US Secretary of State Mike Pompeo says the deaths of “300 Russians” in Syria sent a warning to Moscow, as he defended the administration as tough on President Vladimir Putin.
Pompeo came under fire at a Senate hearing over President Donald Trump’s statement that he had not raised with Putin accusations that Moscow paid the Taliban bounties to kill US troops in Afghanistan.
“I don’t think there’s any doubt in the mind of every Russian leader, including Vladimir Putin, about the expectations of the United States of America not to kill Americans,” Pompeo told the Senate Foreign Relations Committee.
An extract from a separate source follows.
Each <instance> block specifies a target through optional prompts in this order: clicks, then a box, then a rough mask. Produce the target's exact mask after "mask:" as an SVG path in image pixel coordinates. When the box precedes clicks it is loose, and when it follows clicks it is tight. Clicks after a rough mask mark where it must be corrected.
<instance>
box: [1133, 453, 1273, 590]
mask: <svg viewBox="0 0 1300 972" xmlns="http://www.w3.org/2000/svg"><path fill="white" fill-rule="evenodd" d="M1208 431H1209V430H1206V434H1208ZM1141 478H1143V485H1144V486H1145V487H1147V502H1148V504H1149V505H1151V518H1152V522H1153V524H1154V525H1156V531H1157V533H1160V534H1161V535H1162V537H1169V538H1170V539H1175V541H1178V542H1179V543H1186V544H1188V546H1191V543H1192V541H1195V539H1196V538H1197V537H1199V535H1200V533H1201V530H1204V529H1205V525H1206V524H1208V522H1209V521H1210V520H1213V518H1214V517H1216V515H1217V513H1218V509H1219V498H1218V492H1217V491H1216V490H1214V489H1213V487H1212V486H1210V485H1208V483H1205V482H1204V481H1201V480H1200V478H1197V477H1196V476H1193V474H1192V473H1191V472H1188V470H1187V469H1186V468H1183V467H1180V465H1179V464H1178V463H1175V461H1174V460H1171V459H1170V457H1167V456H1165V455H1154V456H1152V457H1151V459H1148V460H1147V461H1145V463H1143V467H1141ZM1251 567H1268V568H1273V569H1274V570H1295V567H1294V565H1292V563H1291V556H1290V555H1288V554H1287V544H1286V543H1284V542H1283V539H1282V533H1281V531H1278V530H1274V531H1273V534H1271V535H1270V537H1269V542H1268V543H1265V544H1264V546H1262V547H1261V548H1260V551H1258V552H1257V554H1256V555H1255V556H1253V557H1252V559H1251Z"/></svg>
“I can promise you that the 300 Russians who were in Syria and who took action that threatened America who are no longer on this planet understand that, too,” he said.
Pompeo did not specify an incident but there have been multiple reports that US airstrikes killed Russians in February 2018 near the Syrian town of Khasham.
Russia sent troops to Syria in 2015 on the official request of President Bashar al-Assad and had largely avoided direct clashes with the United States, which sent troops and launched airstrikes without any UN mandate or Syria’s permission.
Trump, in an interview this week with Axios, said that US intelligence did not think the account of Russian bounties in Afghanistan was real and that he never raised the issue with Putin.
Last year, Trump insisted that the US military presence in Syria is “only for the oil”, contradicting his own officials who had insisted that the remaining forces were there to fight Daesh.